Menelpon ibu, mungkin akan
mengurangi rasa kurang nyaman ini. Terdengar suara sayup dari kejauhan
beriringan dengan gelombang rinai hujan, menguatkan sekuat-kuatnya. Kata Ibu
hujan itu berkah. “Langit sedang menyambut kalian. Bersamaan dengan hujan akan
turun rahmat dan kasih sayang.” Kalimat itu ibarat air mineral yang membasuh
hausnya kerongkongan. Menyejukkan sekali. Selang dari itu, kurang lebih 1 jam
setengah, cuaca kembali membaik. Dan semua jamaah mulai masuk satu per satu ke
badan pesawat yang jauh lebih besar. Terdiri dari 3 baris dengan dua lorong.

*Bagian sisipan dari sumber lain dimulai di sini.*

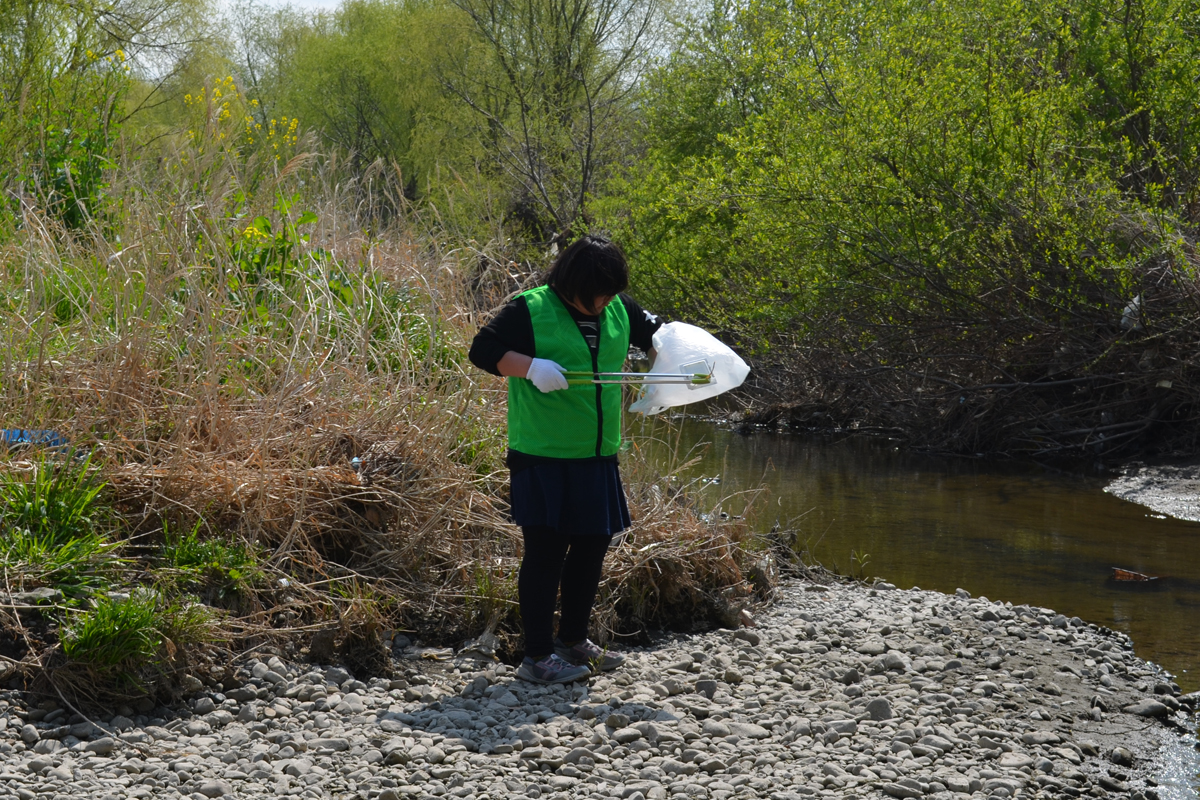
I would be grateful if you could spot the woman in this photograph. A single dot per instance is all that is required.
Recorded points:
(563, 441)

Setiap shaf terdiri dari 9 kursi penumpang. Belum pernah aku masuk burung besi
sebesar ini. Bismillah tawakkaltu ‘alallah.
Sumber : asset.kompas.com |
Duduk di sisi kanan pesawat tepat
di pinggir jendela, adalah tempat favorit yang selalu kuharapkan di setiap
perjalanan udara. Cuaca dingin karena hujan siang itu telah berganti dengan
dinginnya AC. Dalam hitungan menit saja, take off kedua kalinya berjalan mulus. Semua alat
elektronik dinon-aktifkan, menyisakan sebuah layar kecil segiempat di setiap
kursi penumpang bagian belakang. Layar-layar kecil itu dilengkapi dengan fitur
MP3 dan MP4 serta headphone yang diselipkan di kantung setiap kursi.

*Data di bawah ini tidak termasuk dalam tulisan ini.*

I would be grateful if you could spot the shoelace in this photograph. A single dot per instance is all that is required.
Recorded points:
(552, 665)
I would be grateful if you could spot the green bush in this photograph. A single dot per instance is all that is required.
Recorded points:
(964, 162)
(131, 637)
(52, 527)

Sebagai salah satu bentuk fasilitas terbaik yang diberikan Garuda Airliness.
Aku memanfaatkannya dengan baik. Mengutak-atik isinya dan mencari fitur
kesukaan adalah hal yang menyenangkan sembari sesekali melirik ke luar jendela
pesawat, menyaksikan hamparan daratan yang kian mengecil dan lautan yang kian
membiru.
Penerbangan di siang hari lebih
mengasyikkan daripada malam hari. Cahaya matahari dapat menunjukkan apa yang
sedang dilintasi oleh pesawat. Sembilan jam perjalanan melayang di udara harus
di lalui. Biasanya aku menghabiskan 9 jam atau berjam-jam perjalanan lainnya di
darat. Tapi kali ini berbeda. Ah... indah sekali rasanya melihat
tanaman-tanaman yang semakin kecil lalu berubah menjadi hamparan hijau,
merasakan awan-awan yang tersentuh badan pesawat dan bunyi murottal yang
terdengar di headphone-ku hari itu. Ditambah dengan peta otomatis yang
muncul di layar-layar kecil itu menunjukkan dimana pesawat berada. Maha Kuasa
Allah yang telah memperjalankan kami hari itu.
Di tengah perjalanan yang baru
sekitar 5 jam, tiba-tiba aku dikejutkan dengan sebuah hentakan yang menurutku
tidak biasa. Disusul para penumpang yang mulai bertasbih, bertahlil, saling sahut
menyahut. Ada apa? Pramugari kembali mengumumkan bahwa sabuk pengaman harus
digunakan dan penumpang yang berada di dalam toilet harus kembali ke tempat
duduk. Aku mulai mengencangkan sabuk dan ikut komat kamit bersholawat dan
istighfar. Bayangan-bayangan negatif mulai berkelebat, drama di film-film yang
menunjukkan adegan pesawat jatuh atau terbalik mulai hadir di kepalaku, mungkin
juga penumpang yang lain. Di luar jendela suasana mulai gelap. Mungkin
perbedaan waktu yang terjadi juga membuat percepatan atau perlambatan siang dan
malam. Turbulensi terjadi. Allahu Robbi. Situasi hangat berubah menjadi mencekam.
Semua larut dalam tasbih, tahlil dan istighfar masing-masing.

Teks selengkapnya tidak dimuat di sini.